Lung Adjuvant Radiotherapy Trial (ART) design.

Abbreviations: CT, computed tomography; DFS, disease-free survival; NSCLC, non-small cell lung cancer; PET, positron emission tomography; PORT, postoperative radiation therapy; post-op, postoperative; pre-op, preoperative; SCC, squamous cell carcinoma.

Stratification factors comprise the modalities of adjuvant treatment (preoperative alone versus postoperative versus none), number of mediastinal lymph node stations involved (0 versus 1 versus ≥2), histology (squamous cell carcinoma versus others), use of pretreatment PET scanning (yes versus no), and center. There is no stratification according to modality of lymph node exploration (mediastinal dissection or sampling) or clinical versus incidental N2 involvement because no uniform definition of these entities exists in the participating centers. Such data will be collected and subsequently analyzed by a panel of surgeons and thoracic oncologists.

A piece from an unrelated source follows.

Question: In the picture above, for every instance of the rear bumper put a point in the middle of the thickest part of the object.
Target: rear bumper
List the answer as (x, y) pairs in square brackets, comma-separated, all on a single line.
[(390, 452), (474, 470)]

The primary endpoint of the Lung ART trial is disease-free survival and secondary endpoints are overall survival, patterns of relapse, local failure, second cancers, and treatment-related toxicity. Because of toxicity reported in old trials, quality assurance for conformal RT as well as translational research (predictive factors of toxicity and toxicity) programs are planned. For lymph node station delineation, the atlas of CT-based definition of thoracic lymph node stations may be helpful [76]. Statistical considerations are based on data issued from large randomized trials having evaluated adjuvant chemotherapy in completely resected patients with N2 involvement. Because the disease-free survival (DFS) rate among these patients was about 30% at 3 years, 700 patients would allow for the observation of a 10% difference in terms of the 3-year DFS rate with a bilateral test (power, 80%; risk α, 5%).

Because the standard treatment for patients with mediastinal involvement has changed in the last 10 years from surgery plus adjuvant RT to surgery plus chemotherapy, and because selection of surgical candidates has evolved with PET–CT, it is of utmost importance to evaluate whether modern adjuvant RT can improve survival in patients after complete resection and adjuvant chemotherapy. Such a study could also prove that PORT can produce significantly better local control with low morbidity (using modern RT techniques). Such a study would contribute to an optimization of standard care in operable patients with mediastinal involvement.